La Paraplegia dolorosa consegue ad un danno midollare quasi sempre di origine traumatica. Si tratta per lo più di fratture del tratto toraco-lombare per incidenti stradali, talora per atti criminali.
Il paziente ha perso in tutto o in parte l’uso delle gambe ed è costretto sulla sedia a rotelle, sempre o per gran parte del tempo. Talora il danno interessa un arto più dell’altro. Quasi sempre le funzioni sfinteriche, ossia minzione, erezione e defecazione sono alterate o gravemente compromesse.
Molti pazienti soffrono di dolore a livello del trauma originario, ma questo in genere non è molto intenso e non è diverso da quello sperimentato da pazienti con trauma vertebrale non complicato da lesioni midollari. Questo tipo di dolore compare immediatamente dopo il trauma e per fortuna recede nel giro di qualche settimana o in seguito alle procedure di stabilizzazione vertebrale (barre e viti vertebrali o altro apparato).
Il dolore più brutto è direttamente conseguente al danno midollare. Questo dolore riguarda principalmente gli arti inferiori, con sensazione di fuoco, scosse elettriche, chiodo, bruciore, crampo, a parossismi talora con percezione di posture anomale o contrazioni del piede dell’arto interessato. Il dolore può interessare una parte “assente” perché amputata. Si parla allora di sensazione di arto fantasma. Spesso si rileva la presenza di zone “trigger” o grilletto, toccando le quali si scatena una crisi dolorosa.
Quanto all’incidenza del problema, si ritiene che circa il 40% dei paraplegici sperimenti una qualche sensazione spiacevole negli arti durante la giornata.

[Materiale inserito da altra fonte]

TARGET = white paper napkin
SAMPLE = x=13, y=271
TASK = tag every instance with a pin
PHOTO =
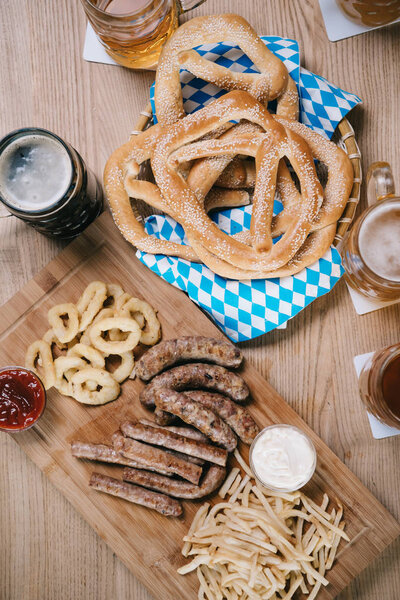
x=379, y=430
x=338, y=26
x=364, y=305
x=93, y=51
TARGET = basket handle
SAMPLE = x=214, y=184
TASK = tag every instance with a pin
x=380, y=183
x=185, y=5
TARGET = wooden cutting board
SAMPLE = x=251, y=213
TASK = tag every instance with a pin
x=148, y=543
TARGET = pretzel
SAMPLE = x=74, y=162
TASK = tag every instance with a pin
x=270, y=83
x=315, y=246
x=235, y=105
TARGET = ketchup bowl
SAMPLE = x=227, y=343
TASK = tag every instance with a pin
x=22, y=399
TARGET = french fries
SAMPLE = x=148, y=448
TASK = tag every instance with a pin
x=257, y=545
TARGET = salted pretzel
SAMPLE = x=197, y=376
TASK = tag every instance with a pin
x=183, y=205
x=272, y=81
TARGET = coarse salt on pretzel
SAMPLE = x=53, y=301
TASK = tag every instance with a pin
x=65, y=329
x=115, y=347
x=183, y=204
x=268, y=84
x=39, y=359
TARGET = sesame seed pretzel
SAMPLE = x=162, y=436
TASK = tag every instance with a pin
x=183, y=205
x=272, y=81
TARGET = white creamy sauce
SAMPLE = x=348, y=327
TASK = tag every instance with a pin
x=35, y=172
x=283, y=458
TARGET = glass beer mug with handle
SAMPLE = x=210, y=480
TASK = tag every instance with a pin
x=371, y=249
x=133, y=32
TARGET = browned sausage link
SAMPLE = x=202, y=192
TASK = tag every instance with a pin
x=173, y=441
x=162, y=418
x=107, y=454
x=193, y=434
x=138, y=495
x=196, y=347
x=197, y=415
x=187, y=457
x=197, y=376
x=155, y=458
x=236, y=416
x=173, y=487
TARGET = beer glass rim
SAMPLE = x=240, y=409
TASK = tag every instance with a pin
x=374, y=276
x=9, y=137
x=104, y=13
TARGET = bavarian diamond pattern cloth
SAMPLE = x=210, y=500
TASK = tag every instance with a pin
x=247, y=309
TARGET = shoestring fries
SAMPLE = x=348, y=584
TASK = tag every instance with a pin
x=261, y=545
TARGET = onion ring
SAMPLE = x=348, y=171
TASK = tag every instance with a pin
x=110, y=388
x=116, y=347
x=65, y=332
x=124, y=370
x=40, y=351
x=152, y=331
x=114, y=291
x=63, y=365
x=91, y=302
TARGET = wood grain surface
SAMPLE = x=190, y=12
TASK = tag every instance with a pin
x=47, y=551
x=146, y=542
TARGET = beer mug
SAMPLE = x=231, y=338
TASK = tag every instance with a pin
x=133, y=32
x=379, y=384
x=371, y=249
x=45, y=182
x=371, y=13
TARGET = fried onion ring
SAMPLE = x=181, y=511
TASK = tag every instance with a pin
x=109, y=391
x=152, y=331
x=115, y=347
x=91, y=302
x=114, y=291
x=39, y=354
x=65, y=332
x=64, y=365
x=124, y=370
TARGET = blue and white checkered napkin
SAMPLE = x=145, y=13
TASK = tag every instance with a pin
x=247, y=309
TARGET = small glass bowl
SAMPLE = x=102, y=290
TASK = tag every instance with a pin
x=13, y=429
x=309, y=474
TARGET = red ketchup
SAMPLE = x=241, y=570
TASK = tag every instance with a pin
x=22, y=398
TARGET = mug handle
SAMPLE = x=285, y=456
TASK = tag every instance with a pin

Per il 10% si tratta di dolore severo e fortemente condizionante per le attività quotidiane. Il problema è aggravato dalla necessità di una terapia farmacologia pesante, con effetti anche sulla psiche.

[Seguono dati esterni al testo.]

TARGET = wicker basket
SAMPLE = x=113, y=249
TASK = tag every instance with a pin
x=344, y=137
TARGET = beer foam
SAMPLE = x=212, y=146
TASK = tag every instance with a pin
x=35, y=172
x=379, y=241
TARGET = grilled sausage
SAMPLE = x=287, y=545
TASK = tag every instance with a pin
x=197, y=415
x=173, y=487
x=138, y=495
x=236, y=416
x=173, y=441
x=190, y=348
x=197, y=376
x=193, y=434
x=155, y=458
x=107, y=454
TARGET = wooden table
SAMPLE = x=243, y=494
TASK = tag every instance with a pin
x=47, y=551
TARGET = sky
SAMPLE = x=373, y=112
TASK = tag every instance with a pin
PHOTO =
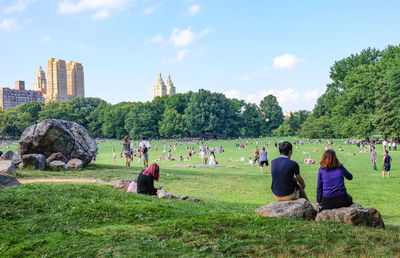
x=244, y=49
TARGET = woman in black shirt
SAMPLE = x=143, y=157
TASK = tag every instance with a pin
x=145, y=183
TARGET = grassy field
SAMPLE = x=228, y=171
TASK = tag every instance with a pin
x=54, y=219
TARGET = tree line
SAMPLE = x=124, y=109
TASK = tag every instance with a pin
x=192, y=114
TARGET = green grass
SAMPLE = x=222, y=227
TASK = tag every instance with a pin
x=54, y=219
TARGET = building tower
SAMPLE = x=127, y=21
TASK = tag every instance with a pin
x=170, y=87
x=75, y=80
x=159, y=89
x=40, y=83
x=56, y=81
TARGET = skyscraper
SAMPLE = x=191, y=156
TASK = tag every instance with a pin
x=40, y=83
x=56, y=80
x=75, y=80
x=170, y=87
x=159, y=89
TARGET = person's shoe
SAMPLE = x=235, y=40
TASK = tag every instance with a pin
x=316, y=207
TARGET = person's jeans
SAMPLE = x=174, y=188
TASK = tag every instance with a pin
x=373, y=164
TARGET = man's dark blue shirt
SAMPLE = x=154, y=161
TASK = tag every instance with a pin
x=283, y=170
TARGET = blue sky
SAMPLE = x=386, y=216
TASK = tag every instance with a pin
x=245, y=49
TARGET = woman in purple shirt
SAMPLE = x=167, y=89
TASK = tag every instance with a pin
x=331, y=192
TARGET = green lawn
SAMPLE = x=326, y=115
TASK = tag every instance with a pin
x=54, y=219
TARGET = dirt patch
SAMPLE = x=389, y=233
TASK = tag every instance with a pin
x=61, y=180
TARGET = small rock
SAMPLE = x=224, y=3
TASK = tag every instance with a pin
x=300, y=208
x=123, y=184
x=35, y=161
x=7, y=167
x=10, y=155
x=75, y=163
x=8, y=181
x=57, y=164
x=57, y=156
x=353, y=215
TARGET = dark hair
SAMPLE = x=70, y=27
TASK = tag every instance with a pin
x=329, y=160
x=285, y=147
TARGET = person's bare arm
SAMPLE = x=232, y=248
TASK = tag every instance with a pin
x=301, y=181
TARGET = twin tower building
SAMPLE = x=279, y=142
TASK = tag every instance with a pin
x=160, y=89
x=63, y=81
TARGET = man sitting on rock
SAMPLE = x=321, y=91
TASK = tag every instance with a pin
x=284, y=186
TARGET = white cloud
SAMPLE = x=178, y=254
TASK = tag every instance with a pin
x=102, y=14
x=151, y=9
x=182, y=38
x=18, y=6
x=193, y=9
x=102, y=8
x=286, y=61
x=312, y=94
x=243, y=78
x=181, y=55
x=9, y=25
x=232, y=94
x=45, y=39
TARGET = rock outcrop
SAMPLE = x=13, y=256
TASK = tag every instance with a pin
x=55, y=138
x=8, y=181
x=35, y=161
x=7, y=167
x=353, y=215
x=10, y=155
x=300, y=208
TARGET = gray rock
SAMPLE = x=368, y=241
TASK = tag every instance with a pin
x=353, y=215
x=7, y=167
x=75, y=163
x=10, y=155
x=57, y=164
x=123, y=184
x=35, y=161
x=57, y=156
x=300, y=208
x=53, y=135
x=8, y=181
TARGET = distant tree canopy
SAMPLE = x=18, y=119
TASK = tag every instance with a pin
x=192, y=114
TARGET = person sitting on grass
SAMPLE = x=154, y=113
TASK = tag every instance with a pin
x=145, y=183
x=331, y=192
x=284, y=186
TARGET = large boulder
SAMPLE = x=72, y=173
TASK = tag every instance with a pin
x=57, y=156
x=8, y=181
x=353, y=215
x=75, y=163
x=7, y=167
x=10, y=155
x=300, y=208
x=52, y=136
x=58, y=165
x=35, y=161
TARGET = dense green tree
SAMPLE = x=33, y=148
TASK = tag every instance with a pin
x=271, y=113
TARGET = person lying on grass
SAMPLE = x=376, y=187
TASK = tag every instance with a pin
x=145, y=183
x=284, y=186
x=331, y=192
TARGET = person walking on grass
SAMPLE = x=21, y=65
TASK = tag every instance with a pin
x=256, y=156
x=144, y=147
x=283, y=170
x=264, y=160
x=386, y=164
x=126, y=150
x=331, y=192
x=373, y=157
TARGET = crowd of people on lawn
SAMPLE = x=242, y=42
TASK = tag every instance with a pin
x=287, y=183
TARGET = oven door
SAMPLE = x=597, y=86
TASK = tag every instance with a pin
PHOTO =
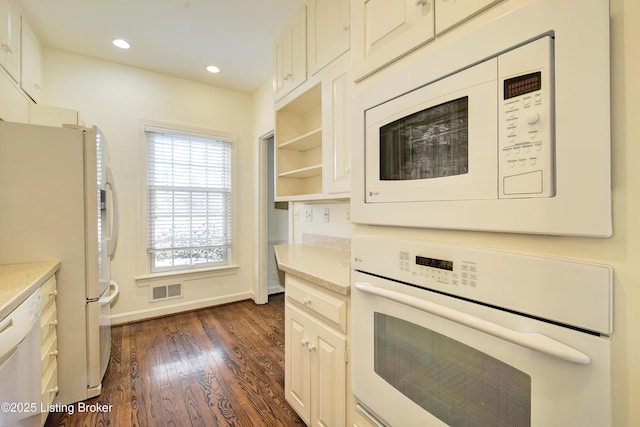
x=423, y=358
x=438, y=142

Le indagini sono volte alla dimostrazione del danno midollare. In primo luogo la RM evidenza la lesione e la presenza di eventuali “cisti” nella sede del danno midollare. Anche in questo caso si può riscontrare la presenza di avulsione radicolare. Lo studio elettrofisiologico con i potenziali evocati motori e sensitivi dà invece la dimensione del danno funzionale, dimostra cioè quanto impulso nervoso passa attraverso il midollo danneggiato.
La terapia medica prevede varie associazioni farmacologiche, per lo più a base di antiepilettici, antidepressivi ed antispastici. La morfina, spesso associata, è di scarsa efficacia.

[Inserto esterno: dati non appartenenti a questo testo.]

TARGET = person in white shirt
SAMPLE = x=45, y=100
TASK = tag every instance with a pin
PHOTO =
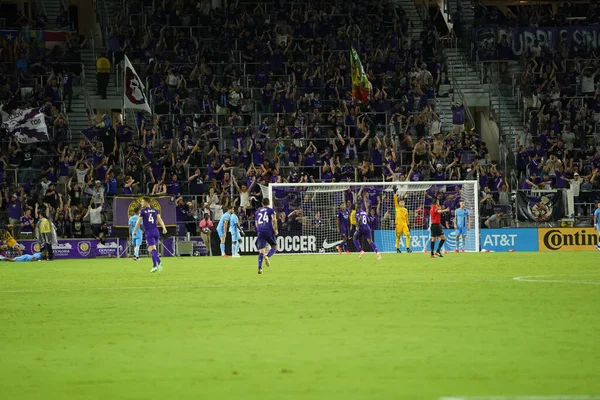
x=436, y=125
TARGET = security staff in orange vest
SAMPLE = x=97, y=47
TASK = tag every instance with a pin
x=102, y=75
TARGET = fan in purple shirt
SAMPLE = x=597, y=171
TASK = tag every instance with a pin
x=149, y=217
x=363, y=230
x=266, y=228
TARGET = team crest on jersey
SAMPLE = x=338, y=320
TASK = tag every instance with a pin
x=84, y=248
x=134, y=203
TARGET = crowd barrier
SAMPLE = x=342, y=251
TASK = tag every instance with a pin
x=493, y=240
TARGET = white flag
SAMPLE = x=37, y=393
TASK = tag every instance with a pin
x=26, y=126
x=134, y=96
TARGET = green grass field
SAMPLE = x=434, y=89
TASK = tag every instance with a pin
x=311, y=327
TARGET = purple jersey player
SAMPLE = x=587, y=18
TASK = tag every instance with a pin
x=266, y=228
x=151, y=219
x=363, y=230
x=343, y=227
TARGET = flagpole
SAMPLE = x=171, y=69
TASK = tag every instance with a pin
x=123, y=94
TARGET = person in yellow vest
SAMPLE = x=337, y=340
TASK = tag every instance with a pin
x=45, y=232
x=102, y=75
x=401, y=224
x=8, y=241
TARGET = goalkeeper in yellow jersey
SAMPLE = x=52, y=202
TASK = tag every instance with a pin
x=401, y=224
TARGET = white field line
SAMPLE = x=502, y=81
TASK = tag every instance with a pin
x=529, y=397
x=540, y=279
x=241, y=285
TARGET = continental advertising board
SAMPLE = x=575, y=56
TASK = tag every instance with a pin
x=567, y=239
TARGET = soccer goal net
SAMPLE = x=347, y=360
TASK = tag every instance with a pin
x=308, y=212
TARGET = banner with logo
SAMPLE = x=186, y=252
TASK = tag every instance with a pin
x=567, y=239
x=79, y=248
x=509, y=239
x=134, y=96
x=419, y=240
x=540, y=206
x=487, y=41
x=26, y=126
x=123, y=207
x=285, y=244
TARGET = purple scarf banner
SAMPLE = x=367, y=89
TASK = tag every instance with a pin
x=80, y=248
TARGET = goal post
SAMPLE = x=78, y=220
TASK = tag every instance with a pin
x=307, y=212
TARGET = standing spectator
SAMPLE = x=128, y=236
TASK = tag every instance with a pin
x=95, y=214
x=206, y=228
x=458, y=116
x=27, y=225
x=15, y=209
x=102, y=75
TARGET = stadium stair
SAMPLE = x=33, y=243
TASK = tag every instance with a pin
x=413, y=16
x=52, y=8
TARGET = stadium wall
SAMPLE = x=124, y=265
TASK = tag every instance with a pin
x=493, y=240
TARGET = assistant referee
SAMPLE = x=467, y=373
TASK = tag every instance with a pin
x=436, y=228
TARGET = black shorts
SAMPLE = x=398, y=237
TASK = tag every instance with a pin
x=436, y=230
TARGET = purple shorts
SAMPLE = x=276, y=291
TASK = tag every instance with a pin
x=364, y=232
x=344, y=232
x=152, y=238
x=263, y=238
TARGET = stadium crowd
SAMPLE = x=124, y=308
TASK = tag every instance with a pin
x=265, y=96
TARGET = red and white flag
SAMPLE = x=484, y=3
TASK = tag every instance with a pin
x=134, y=95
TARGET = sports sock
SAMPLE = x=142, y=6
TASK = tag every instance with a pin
x=156, y=256
x=440, y=245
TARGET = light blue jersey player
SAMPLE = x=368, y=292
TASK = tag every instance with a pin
x=236, y=234
x=597, y=222
x=462, y=221
x=136, y=239
x=222, y=229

Il passo terapeutico successivo può essere rappresentato dalla “neuromodulazione”, ossia tecniche di somministrazione diretta di farmaci all’interno del sistema nervoso, con pompe sottocutanee, che rilasciano il farmaco negli spazi liquorali (gli spazi ripieni di “liquor”, liquido acquoso intorno al midollo). Si tratta in genere di Baclofen o Morfina e simili. In alternativa o successivamente si può provare con la neurostimolazione, bipolare o tri e quadri polare sul midollo spinale. E’ una tecnica molto sofisticata descritta a parte e che si basa sulla stimolazione elettronica del midollo, così da interferire con la trasmissione degli impulsi dolorosi; chiude cioè il cancello. Il controllo del dolore ottenuto con questi mezzi è spesso insufficiente, ed allora è indicata la DREZ, ossia la distruzione delle corna posteriori nella parte danneggiata nel midollo spinale da cui partono impulsi dolorifici anomali.